Juhuuu, wir gehen auf Tour! Paul kommt mich um 10:00h gefühlte Zeit (reale Zeit: 11:30h) abholen und wir müssen die Runde machen. Die Caravelle ist schon voll bis unters Dach, wie sollen wir bloß den anderen Kram noch mit reinbekommen? Am Schluss ist es geschafft und das Autochen platzt aus allen Nähten, 6 Personen, 3 Gitarren, die große Bassdrum, ein Baby, das neue Keyboard, ein Kontrabass, diverse Verstärker, neun Koffer, Kinderwagen und so fort. Dementsprechend gemütlich und kuschelig treten wir den Weg nach Darmstadt an.
Schon nach ein paar Kilometern wird klar, dass auch auf dieser Tour Fleisch unser Gemüse sein wird. Bei einem namhaften Burgerhersteller verlassen wir die Autobahn und ziehen uns eine korrekte amerikanische Mittagsmahlzeit rein. Jetzt wird es langweilig. Drummer Hardi hat die grandiose Idee, ein kleines Tour-ABC aufzustellen. Musiker zeichnen sich ja nicht nur dadurch aus, dass sie ihre Instrumente beherrschen, sondern auch durch das ständige Erfinden und Weiterentwickeln einer eigenen Bandterminologie, vorzugsweise in leicht angetrunkenem Zustand. Los geht’s:

A wie achtnseschzisch (= rhein. Schmähwort für unzeitgem. mus. Form)

B wie Bandhängung (= spätabendl. Beisammensein in trauter Runde)

C wie Cappa negra (= span. Antidepressivum)

D wie danke Darmstadt!, (= Ausruf der Freude)

E wie Endhase (= äußerst attrakt. Pers.)

F wie Fleischflöte (= kulin.

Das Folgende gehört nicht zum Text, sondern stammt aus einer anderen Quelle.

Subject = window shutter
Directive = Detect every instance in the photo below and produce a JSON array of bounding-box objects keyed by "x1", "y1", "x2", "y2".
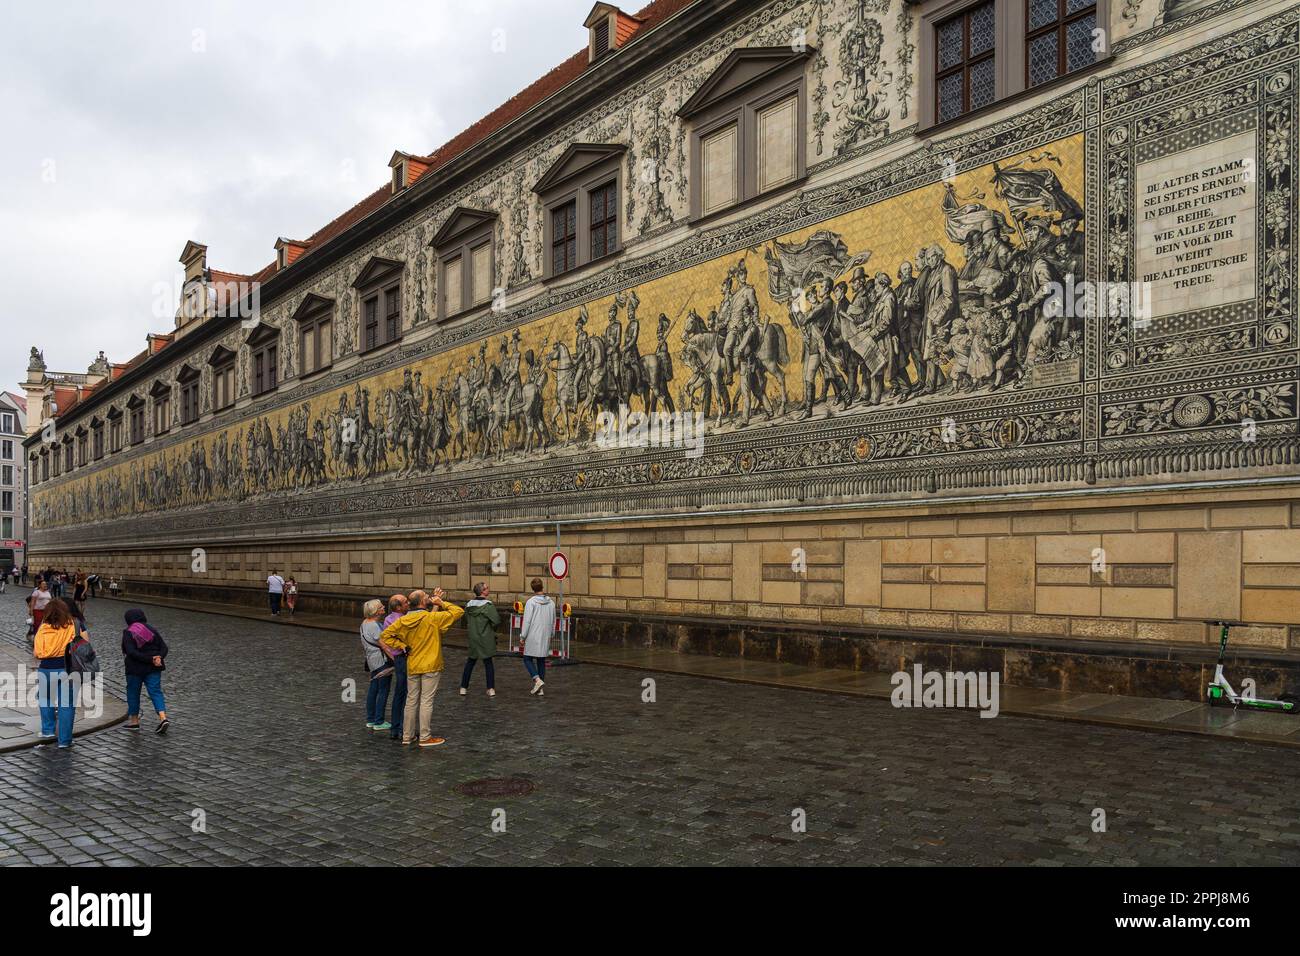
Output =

Spezialität)

G wie Grenzerfahrung

H wie Hasenquote bzw. –alarm ({=hoher} Anteil an attraktiv. Pers. im Publikum)

I wie Improvisacion Andaluz (= achtnseschzisch)

J wie Julchen (= unser endhasiger Babysitter)

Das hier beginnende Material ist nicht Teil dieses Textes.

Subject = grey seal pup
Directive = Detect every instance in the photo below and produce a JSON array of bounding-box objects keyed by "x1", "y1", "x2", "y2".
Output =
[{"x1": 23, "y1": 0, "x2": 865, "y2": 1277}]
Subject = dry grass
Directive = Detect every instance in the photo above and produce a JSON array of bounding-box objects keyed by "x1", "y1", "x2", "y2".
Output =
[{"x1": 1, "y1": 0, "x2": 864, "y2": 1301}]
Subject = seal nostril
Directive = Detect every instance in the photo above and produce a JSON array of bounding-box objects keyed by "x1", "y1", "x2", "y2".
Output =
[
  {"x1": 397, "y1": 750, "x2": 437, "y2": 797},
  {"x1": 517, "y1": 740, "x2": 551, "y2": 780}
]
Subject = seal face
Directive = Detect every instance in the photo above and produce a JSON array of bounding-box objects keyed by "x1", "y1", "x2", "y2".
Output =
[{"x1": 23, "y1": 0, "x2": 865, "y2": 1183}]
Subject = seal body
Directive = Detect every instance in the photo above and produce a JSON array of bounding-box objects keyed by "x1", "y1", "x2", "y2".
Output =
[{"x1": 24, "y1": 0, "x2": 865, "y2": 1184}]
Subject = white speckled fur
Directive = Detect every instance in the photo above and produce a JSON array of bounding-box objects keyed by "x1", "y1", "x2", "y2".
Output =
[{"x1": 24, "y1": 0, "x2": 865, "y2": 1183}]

K wie korrek, korrek, jefällt ma, jeht ab!! (Komposition der zeitgenöss. U-Musik)

L wie Lampe an! (ugs.: heiter)

M wie Mannheimer Rakete (moderne Form des Crescendos)

P wie Partyzimmer

T wie Terrassendynamik (altmodische Form des Crescendos)

… schon ist die Aufmerksamkeit woanders. Jetzt wird erst mal ne Runde abgelästert über die Musik, die im Radio läuft. Das nimmt ja schon adornoeske Ausmaße an! Endlich rollen wir in Darmstadt ein und bauen unseren Kram auf, verspeisen die Süßigkeiten, die unser im Backstage harren. Dann Konzert. Und so wird es jetzt jeden Tag weitergehen. Club – Hotel – Club – Hotel – Bus – Autobahn – Hotel – Club – Hotel und so weiter und so weiter. Das ist das aufregende Tourleben. Alles wiederholt sich, man wird ein bisschen zum Tier und denkt nur noch drüber nach, wie das Hotel morgen sein wird und was es wohl zu fressen gibt. Wir lachen viel über hochwertige Witze.

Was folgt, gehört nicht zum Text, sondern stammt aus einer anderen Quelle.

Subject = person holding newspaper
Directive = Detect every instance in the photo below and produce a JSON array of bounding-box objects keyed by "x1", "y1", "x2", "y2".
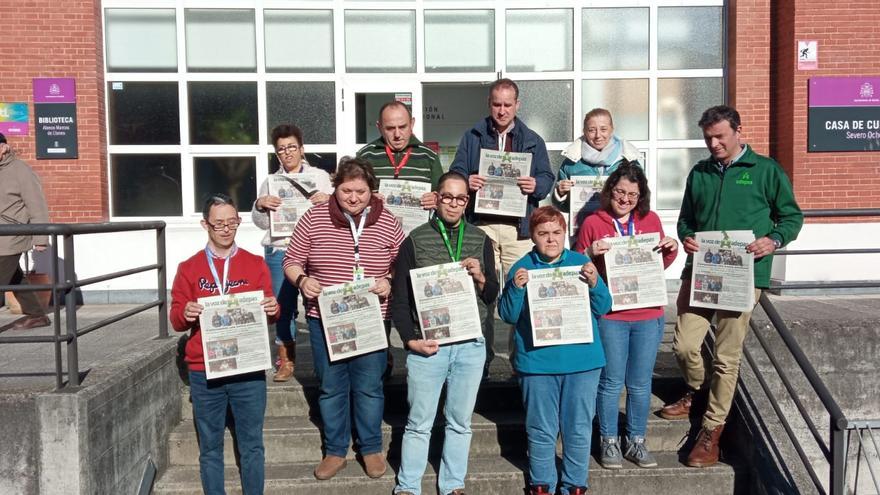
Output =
[
  {"x1": 389, "y1": 171, "x2": 499, "y2": 495},
  {"x1": 498, "y1": 206, "x2": 612, "y2": 495},
  {"x1": 170, "y1": 194, "x2": 279, "y2": 495},
  {"x1": 282, "y1": 158, "x2": 404, "y2": 481},
  {"x1": 252, "y1": 124, "x2": 333, "y2": 382},
  {"x1": 574, "y1": 162, "x2": 679, "y2": 469}
]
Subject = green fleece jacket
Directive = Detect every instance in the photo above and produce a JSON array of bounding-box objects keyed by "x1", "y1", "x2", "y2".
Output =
[{"x1": 677, "y1": 145, "x2": 804, "y2": 288}]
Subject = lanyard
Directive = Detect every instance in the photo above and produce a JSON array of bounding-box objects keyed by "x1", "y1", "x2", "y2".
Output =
[
  {"x1": 344, "y1": 207, "x2": 370, "y2": 269},
  {"x1": 204, "y1": 245, "x2": 235, "y2": 294},
  {"x1": 436, "y1": 218, "x2": 465, "y2": 262},
  {"x1": 385, "y1": 145, "x2": 413, "y2": 178},
  {"x1": 612, "y1": 216, "x2": 635, "y2": 237},
  {"x1": 498, "y1": 131, "x2": 509, "y2": 152}
]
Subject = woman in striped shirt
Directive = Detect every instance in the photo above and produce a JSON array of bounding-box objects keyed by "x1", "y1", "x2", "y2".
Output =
[{"x1": 283, "y1": 157, "x2": 404, "y2": 482}]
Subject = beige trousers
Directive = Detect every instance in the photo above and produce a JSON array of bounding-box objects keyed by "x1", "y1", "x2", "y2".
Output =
[
  {"x1": 672, "y1": 279, "x2": 762, "y2": 429},
  {"x1": 475, "y1": 222, "x2": 533, "y2": 286}
]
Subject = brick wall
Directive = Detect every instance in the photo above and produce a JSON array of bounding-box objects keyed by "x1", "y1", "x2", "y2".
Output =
[{"x1": 0, "y1": 0, "x2": 107, "y2": 222}]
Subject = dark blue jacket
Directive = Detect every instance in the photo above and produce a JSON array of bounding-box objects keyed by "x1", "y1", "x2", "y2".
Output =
[{"x1": 450, "y1": 117, "x2": 554, "y2": 238}]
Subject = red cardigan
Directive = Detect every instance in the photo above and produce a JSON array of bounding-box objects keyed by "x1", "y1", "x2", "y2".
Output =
[
  {"x1": 574, "y1": 209, "x2": 678, "y2": 321},
  {"x1": 170, "y1": 247, "x2": 276, "y2": 371}
]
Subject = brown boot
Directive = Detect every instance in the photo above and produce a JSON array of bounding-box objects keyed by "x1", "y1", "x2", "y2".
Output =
[
  {"x1": 659, "y1": 389, "x2": 695, "y2": 420},
  {"x1": 362, "y1": 452, "x2": 387, "y2": 478},
  {"x1": 314, "y1": 455, "x2": 347, "y2": 480},
  {"x1": 686, "y1": 424, "x2": 724, "y2": 467},
  {"x1": 273, "y1": 342, "x2": 295, "y2": 382}
]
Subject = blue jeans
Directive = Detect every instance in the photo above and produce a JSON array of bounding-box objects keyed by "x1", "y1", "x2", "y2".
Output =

Manchmal wird diese herrlich gleichförmige Reise leider unterbrochen von so etwas Ödem wie einem Offday… Dann müssen wir uns beschäftigen mit Ausstellungsbesuchen oder dem Wellnessbereich des Hotels. Zum Glück geht’s am nächsten Tag endlich wieder auf die Autobahn. Zu viel Freizeit ist ja auch nicht gesund. Haha! Nee, mal im Ernst: Ich freu mich sehr, unterwegs zu sein. Und das Spielen! Jeden Tag macht es mehr Spaß. Am Anfang waren wir noch etwas verhalten, aber mittlerweile rocken wir die Massen.